Où la philosophie est un art de vivre, l’art d’être heureux. Une pratique continue, un exercice quotidien, un sourire, une acceptation : ce qui est est, pourquoi passer notre temps à ruminer ce qui aurait pu, dû arriver, à prévoir ce qui arrivera. Pourquoi attendre quelque chose de quelqu’un puis fumer frustré car nos prévisions, attentes étaient vaines ? Non, je n’aurais pas pu, dû savoir, penser, prévoir, comme tu l’aurais voulu. J’ai pensé ce que j’ai pensé car il n’y a que différence, attendre quoi que ce soit de quelqu’un c’est vouloir croire que nous sommes semblables, s’illusionner.
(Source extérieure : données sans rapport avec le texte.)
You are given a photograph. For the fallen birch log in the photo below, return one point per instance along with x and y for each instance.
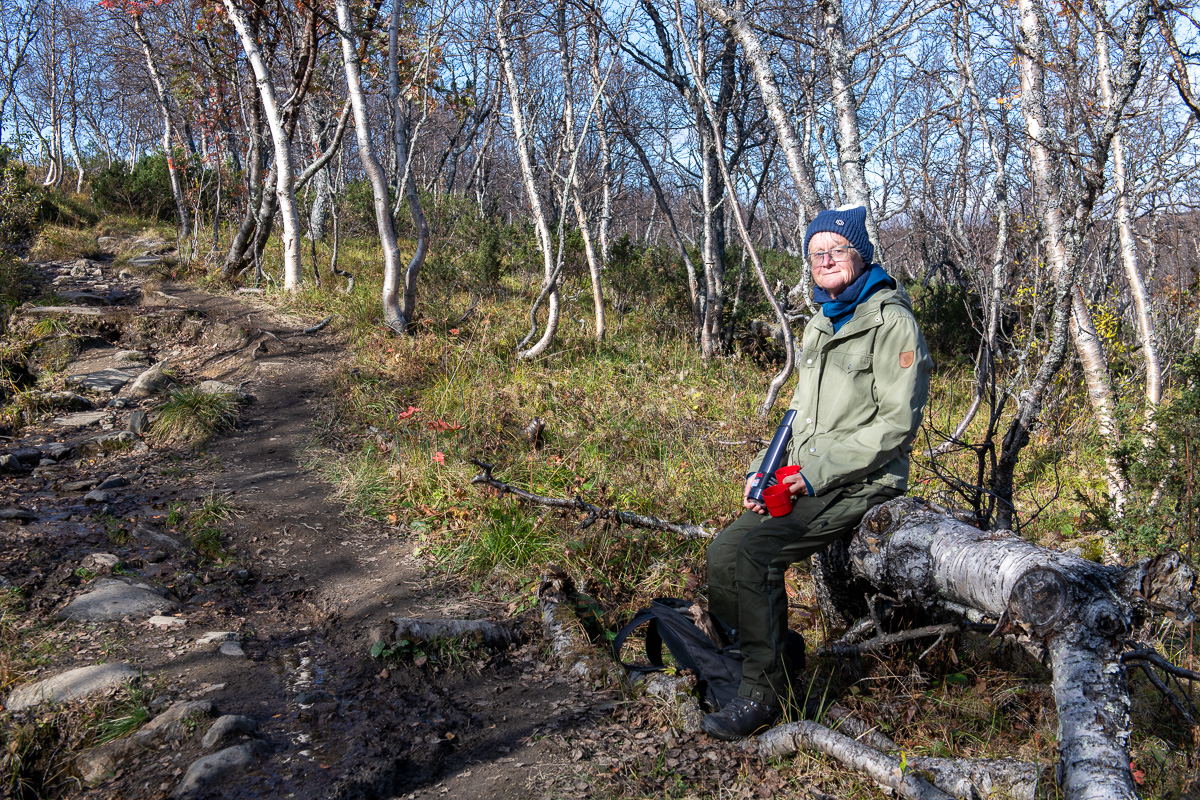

États de conscience, en Occident on n’en reconnait qu’un de valable : je suis éveillée, j’écris. La nuit je rêve en délire séparé de la réalité, de la raison. Méditer ? Religion, secte ! Et pourtant tant de cultures traditionnelles, indigènes ont exploré des scènes de conscience différentes, en ont fait des pierres de touche dans leur compréhension et leur perception d’elles-mêmes et du monde. Et si nous nous mésestimions grossièrement ? Si nous amoindrissions les infinies capacités de notre esprit, de notre conscience, en ne reconnaissant qu’un état de conscience comme la norme, et tout autre comme une pathologie mentale ? Chacun de nous a accès à des profondeurs insoupçonnées, peut explorer des étapes de développement inespérées, en s’ouvrant, travaillant à sa conscience, acceptant simplement la possibilité d’un potentiel humain énorme au-delà de mots. Il y a de ces expériences au-delà du temps et de l’espace, de polarités, du bien et du mal, de la stabilité et du mouvement, du plaisir et de la douleur. Il y a de ces expériences d’expansion et de bonheur sans limites aucunes, où la notion et perception d’individu isolé est dissoute d’elle-même, où l’on n’est plus que tout.
Pourquoi mais pour l’amour, le bon, le beau, le vin, que sais-je encore ! Pour réaliser que les êtres humains vivent en symbiose avec le reste du monde, soleil, arbre, abeille. Pour réaliser que nous ne sommes séparés de rien, étrangers à rien, supérieurs à rien, par aucune loi, en-deçà des formes. Infinies poussières d’étoiles. Pour transporter dans son ballot le courage quotidien d’un sourire, un geste, une parole, un silence.
J’ai un immense faible pour Brassens.